I have watched my country become poorer and the wars, none of which we have in any since won, become stupider.
This is why I am chairman, CEO and only member of the neutralistassociationofthe.us.
It is probably too late, but we need to come home, adopt a neutralist foreign policy and more importantly, a neutralist ethos.
Thanks for sharing this interesting article.
I’m not entirely sure that there’s any very
close parallel or correlation between the economic impact of the ‘unit of account’ and ‘store of value’ function of the coinage of 16th and 17th Century Spain, and the effect upon the economy of the United States today of the reserve currency status of the $US.
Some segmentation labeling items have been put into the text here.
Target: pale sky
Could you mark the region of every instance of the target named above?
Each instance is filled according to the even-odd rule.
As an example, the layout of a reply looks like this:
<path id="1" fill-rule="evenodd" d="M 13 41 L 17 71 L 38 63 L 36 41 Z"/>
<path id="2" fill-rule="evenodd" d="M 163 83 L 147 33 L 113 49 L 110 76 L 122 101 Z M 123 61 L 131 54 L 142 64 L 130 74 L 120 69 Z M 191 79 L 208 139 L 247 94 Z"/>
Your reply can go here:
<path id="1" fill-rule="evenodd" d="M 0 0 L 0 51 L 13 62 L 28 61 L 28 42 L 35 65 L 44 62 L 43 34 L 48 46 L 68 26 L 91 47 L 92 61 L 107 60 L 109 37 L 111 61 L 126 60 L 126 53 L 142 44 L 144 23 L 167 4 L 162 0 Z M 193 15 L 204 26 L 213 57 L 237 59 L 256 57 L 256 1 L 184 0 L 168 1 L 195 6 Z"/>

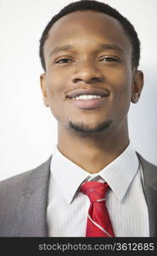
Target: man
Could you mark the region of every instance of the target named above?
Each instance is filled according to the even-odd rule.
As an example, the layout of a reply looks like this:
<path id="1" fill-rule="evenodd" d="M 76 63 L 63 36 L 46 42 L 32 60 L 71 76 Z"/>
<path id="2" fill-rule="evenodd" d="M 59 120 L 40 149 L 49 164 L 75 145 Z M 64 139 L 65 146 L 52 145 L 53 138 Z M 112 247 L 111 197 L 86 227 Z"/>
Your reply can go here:
<path id="1" fill-rule="evenodd" d="M 40 56 L 58 145 L 36 169 L 1 182 L 0 236 L 156 236 L 157 167 L 128 135 L 143 84 L 134 27 L 107 4 L 76 2 L 45 28 Z"/>

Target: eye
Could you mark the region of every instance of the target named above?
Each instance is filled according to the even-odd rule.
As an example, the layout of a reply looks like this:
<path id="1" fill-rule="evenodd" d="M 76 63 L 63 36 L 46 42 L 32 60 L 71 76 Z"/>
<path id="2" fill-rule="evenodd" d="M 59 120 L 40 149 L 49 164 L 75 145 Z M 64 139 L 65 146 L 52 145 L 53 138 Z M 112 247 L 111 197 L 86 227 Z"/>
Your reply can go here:
<path id="1" fill-rule="evenodd" d="M 72 61 L 70 59 L 68 58 L 63 58 L 63 59 L 59 59 L 58 61 L 55 61 L 55 63 L 69 63 L 71 62 Z"/>
<path id="2" fill-rule="evenodd" d="M 100 61 L 104 61 L 104 62 L 111 62 L 111 61 L 118 61 L 119 60 L 115 57 L 110 57 L 110 56 L 105 56 L 102 57 Z"/>

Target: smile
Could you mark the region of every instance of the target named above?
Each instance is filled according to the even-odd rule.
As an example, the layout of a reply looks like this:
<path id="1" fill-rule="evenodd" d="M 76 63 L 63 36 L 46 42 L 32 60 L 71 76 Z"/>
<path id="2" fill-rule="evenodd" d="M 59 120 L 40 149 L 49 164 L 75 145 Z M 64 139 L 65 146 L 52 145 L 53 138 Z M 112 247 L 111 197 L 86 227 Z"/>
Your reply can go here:
<path id="1" fill-rule="evenodd" d="M 88 100 L 93 100 L 93 99 L 100 99 L 101 96 L 98 95 L 81 95 L 79 96 L 72 97 L 72 100 L 76 100 L 76 101 L 88 101 Z"/>

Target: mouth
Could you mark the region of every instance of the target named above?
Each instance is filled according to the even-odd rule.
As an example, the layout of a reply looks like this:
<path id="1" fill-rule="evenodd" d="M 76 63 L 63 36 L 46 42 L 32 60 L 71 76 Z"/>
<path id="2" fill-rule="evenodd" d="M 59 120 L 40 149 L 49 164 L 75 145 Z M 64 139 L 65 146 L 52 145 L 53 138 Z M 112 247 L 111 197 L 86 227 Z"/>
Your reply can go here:
<path id="1" fill-rule="evenodd" d="M 93 109 L 99 108 L 107 100 L 109 92 L 107 90 L 76 90 L 66 96 L 66 98 L 78 108 Z"/>

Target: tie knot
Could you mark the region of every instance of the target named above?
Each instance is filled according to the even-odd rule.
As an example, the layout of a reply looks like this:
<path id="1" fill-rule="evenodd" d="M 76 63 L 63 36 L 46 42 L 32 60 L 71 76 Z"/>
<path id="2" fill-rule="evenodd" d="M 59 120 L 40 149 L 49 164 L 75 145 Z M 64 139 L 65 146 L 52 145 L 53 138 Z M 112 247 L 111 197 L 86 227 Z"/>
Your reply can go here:
<path id="1" fill-rule="evenodd" d="M 89 197 L 91 202 L 94 201 L 104 201 L 105 194 L 109 189 L 109 184 L 98 182 L 87 182 L 84 183 L 80 190 Z"/>

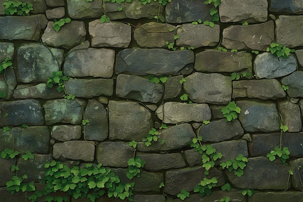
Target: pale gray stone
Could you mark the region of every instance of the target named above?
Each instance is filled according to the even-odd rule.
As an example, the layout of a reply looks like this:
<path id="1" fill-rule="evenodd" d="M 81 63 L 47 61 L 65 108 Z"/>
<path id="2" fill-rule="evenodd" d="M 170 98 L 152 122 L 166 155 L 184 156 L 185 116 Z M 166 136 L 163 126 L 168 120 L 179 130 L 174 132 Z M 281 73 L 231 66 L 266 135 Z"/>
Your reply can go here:
<path id="1" fill-rule="evenodd" d="M 195 69 L 209 72 L 234 72 L 247 69 L 251 72 L 252 59 L 249 53 L 207 50 L 196 54 Z"/>
<path id="2" fill-rule="evenodd" d="M 83 22 L 72 21 L 66 23 L 58 32 L 49 22 L 41 37 L 42 42 L 51 47 L 70 49 L 85 41 L 86 29 Z M 68 39 L 68 40 L 67 40 Z"/>
<path id="3" fill-rule="evenodd" d="M 50 135 L 59 141 L 76 140 L 81 138 L 82 128 L 80 125 L 54 125 L 51 128 Z"/>
<path id="4" fill-rule="evenodd" d="M 285 97 L 286 93 L 276 79 L 246 80 L 232 82 L 232 98 L 247 97 L 261 100 Z"/>
<path id="5" fill-rule="evenodd" d="M 303 16 L 279 16 L 275 21 L 276 42 L 289 47 L 303 46 Z"/>
<path id="6" fill-rule="evenodd" d="M 222 45 L 227 49 L 265 51 L 274 41 L 273 21 L 250 25 L 231 25 L 223 30 Z"/>
<path id="7" fill-rule="evenodd" d="M 164 117 L 163 105 L 158 108 L 156 114 L 160 119 L 163 120 L 163 122 L 173 124 L 191 121 L 202 122 L 210 120 L 212 118 L 211 109 L 207 104 L 187 104 L 176 102 L 164 103 Z"/>
<path id="8" fill-rule="evenodd" d="M 120 74 L 117 77 L 116 95 L 143 102 L 158 103 L 163 95 L 162 86 L 137 76 Z"/>
<path id="9" fill-rule="evenodd" d="M 134 31 L 134 39 L 141 47 L 167 47 L 166 43 L 173 43 L 176 27 L 169 24 L 151 22 L 136 27 Z"/>
<path id="10" fill-rule="evenodd" d="M 93 161 L 95 145 L 92 141 L 68 141 L 56 143 L 53 147 L 53 156 L 56 159 L 63 158 Z"/>
<path id="11" fill-rule="evenodd" d="M 222 0 L 219 6 L 221 22 L 255 23 L 267 20 L 267 0 Z"/>
<path id="12" fill-rule="evenodd" d="M 292 54 L 285 59 L 271 53 L 264 53 L 257 55 L 254 61 L 254 71 L 257 78 L 284 77 L 296 71 L 297 66 L 296 57 Z"/>
<path id="13" fill-rule="evenodd" d="M 185 78 L 186 81 L 183 83 L 183 88 L 193 102 L 221 105 L 230 102 L 230 77 L 195 72 Z"/>
<path id="14" fill-rule="evenodd" d="M 120 22 L 101 24 L 99 19 L 89 23 L 93 47 L 127 47 L 132 37 L 130 25 Z"/>
<path id="15" fill-rule="evenodd" d="M 110 78 L 114 71 L 115 51 L 90 48 L 75 50 L 65 59 L 63 73 L 69 77 Z"/>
The $US has been since 1971 purely a fiat currency, not backed by gold or silver, but merely by the good faith of the United States government, so the United States, because other countries are for the moment prepared to accept dollars as payment for their exports, can obtain useful and beneficial goods and services in exchange for pieces of paper, rather than pieces of eight.
Spain didn’t have that option, and from early modern times until the 19th century, and throughout the period of its empire in South America, operated a bi-metallic coinage system, with silver coins being used for day-to-day transactions, and gold Escudos for larger ones; ie the Spanish currency had a ‘real’ value, and not just a nominal value, and could be melted down for use as jewellery, or for other purposes according to the wish of the holder, but couldn’t merely be conjured up out of thin air.
Because of the high standard and consistent level of purity of the Spanish coinage both Reales and Escudos were widely accepted internationally, and both silver and gold flowed freely into and out of Spain in the form of specie.
In economic terms the impact of such large inflows of precious metals was an increase in the level of prices due simply to a supply and demand effect, and this price inflation spread from Spain to the rest of Europe, as new and increased supplies of silver and gold followed the intra-European trade routes.
The actual parallel between early-modern Spain and the United States in the 21st Century is perhaps that both countries, then and now, chose to waste immense resources in pointless and ultimately unsuccessful military adventures, and in pursuit of unachievable goals and objectives.
Had they instead chosen to focus their resources in the development of their domestic economies, the world would be a very different place, so perhaps that’s the lesson that the United States could learn from the Spanish experience.